We need an easy way to reference, internally, where certain resource IDs live at any given time. Given our system is made up of interconnected Elixir nodes, we don’t have to worry about the other layers (physical machines, overlay networks) and just need to know 3 things: the region, the resource type and the node reference that the process lives on. An RRP pointing to a channel resource running in the US East region could look like this:
rrp:us-east-1/hop@node-1/channels/project_0:channel_0
which takes the format of:
rrp:<region>/<node>/<resource_type>/<resource_id>
Redis as a Process Node Registry
By using Redis (or KeyDB in our case), we can rely on the extremely fast and safe lookups that it provides from every node in the network, globally. We can rely on it as an SSoT (single source of truth), even during network partitions, and also use it to resolve conflicts by running sanity checks against RRPs.

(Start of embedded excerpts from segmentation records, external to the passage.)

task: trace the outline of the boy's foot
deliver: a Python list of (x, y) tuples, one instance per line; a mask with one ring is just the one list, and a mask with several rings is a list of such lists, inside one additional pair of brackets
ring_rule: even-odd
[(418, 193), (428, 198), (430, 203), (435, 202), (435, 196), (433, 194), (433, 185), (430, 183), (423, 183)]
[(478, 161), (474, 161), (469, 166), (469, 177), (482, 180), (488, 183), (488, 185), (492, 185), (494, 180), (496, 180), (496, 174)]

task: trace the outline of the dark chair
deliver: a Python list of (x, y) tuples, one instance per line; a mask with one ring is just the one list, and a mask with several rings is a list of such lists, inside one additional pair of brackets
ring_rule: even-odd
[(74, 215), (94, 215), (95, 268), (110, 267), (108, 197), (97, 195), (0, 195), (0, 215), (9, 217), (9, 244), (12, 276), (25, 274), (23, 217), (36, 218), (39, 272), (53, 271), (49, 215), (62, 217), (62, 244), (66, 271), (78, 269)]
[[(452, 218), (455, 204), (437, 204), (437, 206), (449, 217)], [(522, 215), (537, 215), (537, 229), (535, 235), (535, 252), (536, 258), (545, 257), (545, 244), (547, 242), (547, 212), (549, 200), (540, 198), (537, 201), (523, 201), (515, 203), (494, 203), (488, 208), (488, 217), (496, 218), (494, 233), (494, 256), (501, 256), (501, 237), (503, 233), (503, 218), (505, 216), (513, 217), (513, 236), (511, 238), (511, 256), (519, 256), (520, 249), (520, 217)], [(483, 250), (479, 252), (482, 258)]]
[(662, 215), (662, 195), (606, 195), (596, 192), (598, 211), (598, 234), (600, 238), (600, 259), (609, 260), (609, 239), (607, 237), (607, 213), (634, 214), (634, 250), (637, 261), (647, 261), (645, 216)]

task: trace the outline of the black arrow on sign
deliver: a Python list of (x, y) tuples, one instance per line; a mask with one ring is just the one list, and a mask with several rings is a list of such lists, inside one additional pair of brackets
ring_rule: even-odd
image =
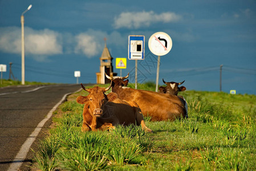
[(165, 47), (167, 48), (167, 40), (165, 40), (165, 39), (161, 39), (161, 38), (160, 38), (160, 36), (159, 36), (159, 37), (158, 38), (158, 39), (159, 39), (159, 40), (160, 40), (160, 41), (161, 41), (161, 40), (162, 40), (162, 41), (164, 41), (164, 43), (165, 43), (164, 46), (165, 46)]

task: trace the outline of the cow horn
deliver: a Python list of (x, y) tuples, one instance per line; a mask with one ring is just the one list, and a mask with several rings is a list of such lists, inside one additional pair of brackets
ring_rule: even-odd
[(184, 80), (184, 81), (182, 82), (180, 82), (180, 83), (178, 83), (178, 85), (180, 85), (180, 84), (183, 84), (183, 83), (184, 83), (184, 82), (185, 82), (185, 80)]
[(82, 83), (81, 83), (81, 86), (82, 86), (82, 88), (83, 88), (83, 89), (84, 89), (85, 91), (86, 91), (88, 92), (91, 92), (91, 90), (89, 88), (86, 88), (86, 87), (84, 87), (84, 86), (83, 85)]
[(106, 76), (107, 78), (111, 80), (113, 80), (112, 78), (111, 78), (110, 76), (109, 76), (108, 75), (107, 75), (107, 74), (105, 72), (105, 75)]
[(108, 88), (106, 88), (105, 89), (105, 92), (107, 91), (108, 90), (109, 90), (109, 89), (110, 89), (110, 88), (111, 88), (111, 85), (112, 85), (112, 80), (111, 80), (111, 82), (110, 82), (109, 87), (108, 87)]

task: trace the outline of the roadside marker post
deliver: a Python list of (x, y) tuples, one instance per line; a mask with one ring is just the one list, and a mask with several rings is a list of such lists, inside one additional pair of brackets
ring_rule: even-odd
[(165, 32), (157, 32), (152, 35), (148, 40), (148, 47), (153, 54), (158, 56), (156, 80), (156, 92), (157, 92), (160, 56), (165, 55), (170, 51), (172, 47), (172, 40), (169, 35)]
[(80, 71), (75, 71), (74, 75), (76, 78), (76, 84), (78, 84), (78, 78), (81, 76)]
[(3, 84), (3, 72), (6, 72), (6, 65), (0, 64), (0, 71), (1, 72), (1, 84)]
[(135, 60), (135, 89), (137, 89), (137, 60), (145, 59), (145, 36), (129, 35), (128, 59)]

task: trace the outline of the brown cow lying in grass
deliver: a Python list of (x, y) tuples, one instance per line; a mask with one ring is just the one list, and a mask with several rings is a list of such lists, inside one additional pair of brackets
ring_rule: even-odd
[[(178, 85), (180, 85), (183, 83), (184, 83), (185, 80), (184, 80), (182, 82), (180, 83), (176, 83), (176, 82), (165, 82), (164, 80), (164, 79), (162, 79), (162, 82), (164, 83), (167, 85), (166, 87), (163, 87), (161, 86), (159, 87), (159, 92), (164, 94), (169, 94), (170, 95), (174, 95), (174, 96), (178, 96), (178, 93), (180, 91), (184, 91), (186, 89), (186, 87), (184, 86), (181, 86), (179, 87)], [(181, 99), (181, 101), (184, 103), (185, 105), (185, 108), (186, 108), (186, 117), (188, 117), (188, 104), (186, 103), (186, 100), (185, 100), (185, 98), (182, 96), (178, 96)]]
[(117, 93), (119, 98), (136, 102), (144, 116), (152, 117), (152, 121), (173, 121), (177, 118), (184, 118), (186, 115), (182, 99), (177, 96), (124, 87), (128, 82), (124, 80), (128, 78), (129, 74), (125, 77), (105, 75), (112, 81), (112, 91)]
[(117, 124), (141, 125), (147, 132), (152, 132), (145, 124), (143, 115), (138, 105), (134, 102), (129, 103), (117, 98), (115, 93), (106, 95), (110, 89), (99, 87), (82, 88), (90, 93), (87, 96), (79, 96), (76, 101), (84, 104), (83, 112), (82, 131), (107, 130), (115, 129)]
[(159, 92), (162, 93), (169, 93), (172, 95), (177, 96), (180, 91), (184, 91), (186, 89), (184, 86), (179, 87), (178, 85), (182, 84), (185, 80), (180, 83), (165, 82), (162, 79), (164, 83), (167, 85), (166, 87), (160, 86), (159, 88)]

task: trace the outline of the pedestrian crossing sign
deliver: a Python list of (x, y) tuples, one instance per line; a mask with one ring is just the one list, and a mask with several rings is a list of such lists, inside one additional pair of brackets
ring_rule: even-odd
[(116, 58), (116, 68), (117, 69), (126, 69), (126, 58)]

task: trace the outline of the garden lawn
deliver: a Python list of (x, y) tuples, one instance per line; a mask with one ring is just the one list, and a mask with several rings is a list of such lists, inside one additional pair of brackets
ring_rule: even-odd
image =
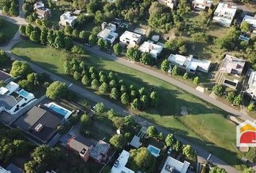
[[(64, 52), (25, 41), (17, 44), (12, 52), (64, 76), (63, 61), (69, 56)], [(161, 97), (159, 105), (137, 114), (204, 147), (230, 165), (242, 169), (244, 165), (239, 160), (242, 154), (235, 146), (236, 126), (225, 118), (226, 112), (167, 82), (114, 61), (90, 54), (83, 59), (98, 70), (115, 71), (127, 84), (157, 91)], [(187, 107), (189, 115), (174, 116), (180, 115), (181, 106)]]
[(4, 34), (4, 41), (9, 40), (14, 36), (19, 29), (19, 27), (4, 19), (2, 19), (4, 20), (4, 24), (0, 27), (0, 32)]

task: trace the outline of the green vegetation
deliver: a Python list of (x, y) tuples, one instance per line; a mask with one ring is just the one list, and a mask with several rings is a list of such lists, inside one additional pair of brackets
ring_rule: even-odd
[[(67, 77), (63, 67), (63, 61), (68, 56), (66, 53), (30, 42), (18, 43), (12, 49), (12, 53)], [(234, 146), (236, 126), (225, 118), (225, 112), (167, 82), (114, 61), (92, 55), (84, 56), (84, 59), (98, 69), (118, 73), (124, 81), (134, 84), (136, 87), (153, 88), (159, 94), (159, 105), (155, 109), (137, 112), (138, 115), (206, 148), (231, 165), (242, 169), (238, 158), (243, 154)], [(187, 107), (189, 115), (174, 116), (180, 113), (181, 106)]]

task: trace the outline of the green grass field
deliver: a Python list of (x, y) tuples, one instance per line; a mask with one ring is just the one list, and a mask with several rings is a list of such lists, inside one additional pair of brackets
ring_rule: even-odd
[(0, 27), (0, 32), (4, 34), (4, 43), (5, 41), (11, 40), (17, 32), (19, 27), (13, 23), (11, 23), (2, 18), (4, 24)]
[[(69, 56), (67, 53), (25, 41), (16, 45), (12, 52), (65, 76), (63, 61)], [(116, 72), (127, 83), (148, 89), (154, 88), (158, 92), (161, 97), (159, 106), (137, 112), (138, 115), (204, 147), (237, 169), (244, 167), (239, 160), (242, 154), (235, 146), (236, 126), (225, 118), (226, 112), (167, 82), (116, 62), (93, 55), (87, 55), (83, 59), (98, 70)], [(180, 113), (181, 106), (187, 108), (189, 115), (174, 116)]]

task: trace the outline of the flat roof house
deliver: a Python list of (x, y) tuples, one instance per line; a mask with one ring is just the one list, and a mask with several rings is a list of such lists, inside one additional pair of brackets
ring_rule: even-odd
[(253, 32), (256, 33), (256, 14), (254, 17), (245, 15), (244, 19), (244, 22), (247, 22), (252, 25), (252, 28), (253, 29)]
[(121, 172), (135, 173), (134, 171), (125, 167), (125, 165), (127, 164), (129, 157), (129, 153), (125, 150), (123, 150), (120, 154), (120, 156), (116, 161), (117, 161), (118, 164), (116, 165), (113, 166), (110, 172), (111, 173), (121, 173)]
[(184, 56), (178, 54), (171, 54), (168, 58), (168, 61), (171, 64), (177, 66), (192, 74), (195, 74), (197, 71), (208, 73), (210, 67), (210, 61), (195, 58), (192, 55)]
[(226, 55), (220, 71), (226, 74), (241, 76), (246, 61), (230, 55)]
[(163, 50), (163, 46), (154, 44), (150, 41), (145, 41), (139, 48), (140, 52), (150, 54), (151, 57), (156, 59)]
[(246, 92), (252, 97), (252, 99), (256, 99), (256, 72), (252, 71), (247, 83), (247, 89)]
[(219, 22), (225, 27), (230, 27), (236, 15), (236, 6), (220, 2), (214, 12), (213, 21)]
[(45, 7), (42, 1), (35, 2), (35, 4), (33, 5), (33, 9), (35, 13), (38, 14), (39, 19), (48, 19), (51, 17), (51, 9)]
[(177, 6), (178, 0), (158, 0), (158, 2), (174, 9)]
[(118, 34), (115, 32), (116, 26), (114, 24), (103, 22), (101, 25), (102, 30), (97, 35), (98, 39), (101, 38), (104, 41), (112, 44), (118, 37)]
[(168, 156), (161, 173), (179, 172), (186, 173), (189, 167), (190, 163), (184, 161), (184, 163)]
[(59, 17), (59, 24), (63, 26), (69, 25), (74, 27), (77, 22), (77, 17), (74, 15), (71, 12), (67, 12)]
[(46, 143), (62, 122), (63, 116), (51, 109), (43, 106), (34, 106), (14, 124), (27, 134)]
[(194, 0), (192, 6), (195, 9), (208, 10), (213, 5), (213, 1), (210, 0)]
[(136, 45), (140, 44), (142, 37), (142, 35), (140, 34), (137, 34), (130, 31), (125, 31), (120, 36), (119, 40), (121, 43), (125, 45), (135, 46)]

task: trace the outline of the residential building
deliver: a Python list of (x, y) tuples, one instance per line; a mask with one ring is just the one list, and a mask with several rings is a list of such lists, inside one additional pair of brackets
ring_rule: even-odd
[(211, 0), (194, 0), (192, 1), (192, 6), (195, 9), (198, 10), (208, 10), (213, 5)]
[(135, 173), (134, 171), (125, 167), (128, 162), (129, 157), (129, 153), (125, 150), (123, 150), (117, 160), (115, 161), (115, 164), (111, 170), (111, 173)]
[(178, 4), (178, 0), (158, 0), (158, 2), (174, 9)]
[(226, 74), (241, 76), (246, 61), (230, 55), (226, 55), (225, 58), (221, 64), (220, 71)]
[(33, 9), (38, 14), (39, 19), (48, 19), (51, 17), (51, 9), (45, 7), (42, 1), (35, 2), (33, 5)]
[(249, 23), (252, 25), (253, 32), (256, 33), (256, 14), (254, 17), (245, 15), (243, 21)]
[(71, 137), (67, 143), (67, 147), (79, 154), (87, 162), (90, 157), (90, 150), (91, 150), (93, 146), (88, 146), (79, 138)]
[(90, 151), (90, 156), (95, 161), (102, 163), (108, 157), (108, 152), (110, 150), (110, 144), (100, 140), (96, 146)]
[(125, 31), (120, 36), (119, 40), (121, 43), (125, 45), (135, 46), (136, 45), (140, 44), (142, 37), (142, 35), (140, 34), (137, 34), (130, 31)]
[(63, 122), (63, 115), (40, 105), (34, 106), (14, 124), (29, 136), (43, 143), (47, 143), (56, 133), (58, 126)]
[(148, 53), (151, 57), (156, 59), (163, 50), (163, 46), (154, 44), (151, 41), (145, 41), (139, 48), (139, 50), (142, 53)]
[(247, 83), (247, 89), (246, 92), (256, 99), (256, 72), (252, 71)]
[(190, 163), (184, 161), (183, 163), (168, 156), (161, 173), (179, 172), (186, 173), (189, 167)]
[(101, 38), (104, 41), (112, 44), (118, 37), (118, 34), (115, 32), (116, 30), (116, 25), (103, 22), (101, 25), (101, 29), (102, 30), (97, 35), (98, 38)]
[(192, 74), (195, 74), (197, 71), (208, 73), (210, 67), (210, 61), (195, 58), (192, 55), (184, 56), (178, 54), (171, 54), (168, 61), (171, 65), (177, 66)]
[(11, 81), (6, 86), (0, 87), (0, 112), (5, 111), (14, 115), (35, 102), (36, 99), (20, 86)]
[(213, 21), (221, 25), (230, 27), (237, 11), (236, 6), (220, 2), (214, 12)]
[(69, 25), (74, 27), (77, 22), (77, 17), (71, 12), (67, 12), (60, 16), (59, 24), (63, 26)]

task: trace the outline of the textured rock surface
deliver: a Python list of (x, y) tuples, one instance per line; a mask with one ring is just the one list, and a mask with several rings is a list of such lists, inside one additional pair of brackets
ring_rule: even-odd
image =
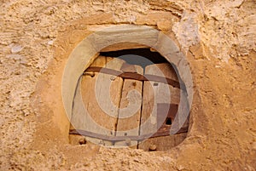
[[(1, 170), (255, 170), (255, 6), (254, 0), (2, 1)], [(158, 27), (187, 54), (193, 124), (169, 151), (72, 146), (59, 130), (66, 118), (53, 117), (63, 110), (49, 101), (59, 97), (54, 87), (65, 59), (90, 27), (120, 23)]]

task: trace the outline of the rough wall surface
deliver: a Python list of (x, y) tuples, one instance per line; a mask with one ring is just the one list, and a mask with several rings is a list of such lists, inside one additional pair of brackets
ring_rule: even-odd
[[(24, 0), (0, 8), (1, 170), (255, 170), (254, 0)], [(55, 96), (39, 90), (50, 89), (54, 77), (61, 84), (61, 55), (90, 27), (124, 23), (176, 37), (189, 62), (193, 126), (169, 151), (71, 146), (55, 130), (58, 118), (49, 119), (55, 111), (44, 102)]]

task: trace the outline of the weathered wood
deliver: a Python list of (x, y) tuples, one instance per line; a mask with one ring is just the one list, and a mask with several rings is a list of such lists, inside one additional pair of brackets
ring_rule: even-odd
[[(177, 80), (176, 73), (174, 72), (170, 64), (154, 64), (146, 67), (145, 75), (155, 75), (165, 77), (172, 79)], [(162, 83), (145, 81), (143, 86), (143, 110), (141, 117), (140, 135), (157, 134), (157, 131), (166, 123), (166, 118), (168, 116), (169, 109), (160, 111), (159, 104), (179, 104), (179, 91), (180, 89), (173, 88), (168, 84)], [(173, 115), (173, 114), (172, 114)], [(166, 127), (164, 128), (167, 128)], [(170, 126), (171, 128), (171, 126)], [(168, 131), (168, 130), (165, 130)], [(171, 138), (166, 136), (166, 140), (163, 140), (162, 145), (168, 145)], [(154, 138), (158, 139), (158, 138)], [(161, 138), (164, 139), (164, 138)], [(143, 143), (139, 144), (139, 148), (143, 146), (150, 146), (152, 140), (145, 140)], [(156, 140), (156, 142), (158, 142)]]
[[(123, 61), (117, 60), (111, 64), (108, 62), (111, 60), (99, 56), (91, 66), (119, 70)], [(78, 84), (73, 102), (72, 123), (74, 128), (113, 136), (118, 117), (118, 106), (115, 105), (119, 105), (122, 84), (122, 78), (113, 77), (112, 75), (104, 73), (85, 71)], [(82, 104), (79, 104), (81, 99)], [(112, 145), (112, 142), (107, 140), (91, 137), (86, 137), (86, 140), (96, 144)]]
[(155, 151), (167, 151), (179, 145), (186, 138), (187, 133), (150, 138), (139, 144), (139, 149), (150, 151), (150, 146), (155, 145)]
[(125, 71), (115, 71), (108, 68), (90, 66), (86, 70), (86, 71), (102, 72), (105, 74), (118, 76), (122, 78), (131, 78), (138, 81), (152, 81), (152, 82), (162, 83), (172, 85), (174, 88), (183, 88), (183, 85), (180, 86), (178, 81), (176, 81), (174, 79), (164, 77), (154, 76), (150, 74), (146, 74), (143, 76), (142, 74), (135, 73), (131, 68), (125, 68)]
[[(143, 67), (135, 66), (134, 69), (137, 73), (143, 74)], [(124, 79), (116, 136), (139, 135), (142, 91), (143, 82)], [(115, 145), (137, 148), (137, 141), (127, 138), (125, 141), (116, 142)]]

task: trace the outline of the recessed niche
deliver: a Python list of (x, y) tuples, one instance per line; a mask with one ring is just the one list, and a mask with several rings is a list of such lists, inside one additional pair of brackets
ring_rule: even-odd
[(180, 144), (188, 120), (170, 134), (181, 91), (186, 91), (177, 71), (149, 48), (101, 52), (77, 83), (70, 143), (150, 151)]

Putting these Concepts to Work
Schrodinger’s Node
When a node looks up an RRP from Redis, it can easily perform a local lookup to
check if the node that the RRP claims a process is running on is actually up
(with OTP’s :erlang.nodes/1
). If not, it can start it on the current node
instead, and update the RRP value.
Race Condition Resolution
When nodes claim ownership of existing RRPs, it optimistcally assigns RRP values (before the resource is actually created) in attempt to prevent call race conditions. However, there is still an error margin within the latency of reading and updating an RRP value where two or more nodes may create the same resource at once.
The round trip time to set an RRP is measured while an existing ownership re-claim is executed, and a timer is set internally to re-check the RRP after the RTT has passed. Because a resource claim SET operation should take half of the total RRT, we can safely assume that, if the value hasn’t changed, then this node safely owns the resource.
Hacking the CAP
We’re effectively partitioning the CAP theorem’s guarantees and using the availability we get from one service (Redis), and then pairing it with a service acting as a consistent layer (individual Elixir nodes) by optimistcally taking ownership of resources if a partition is observed.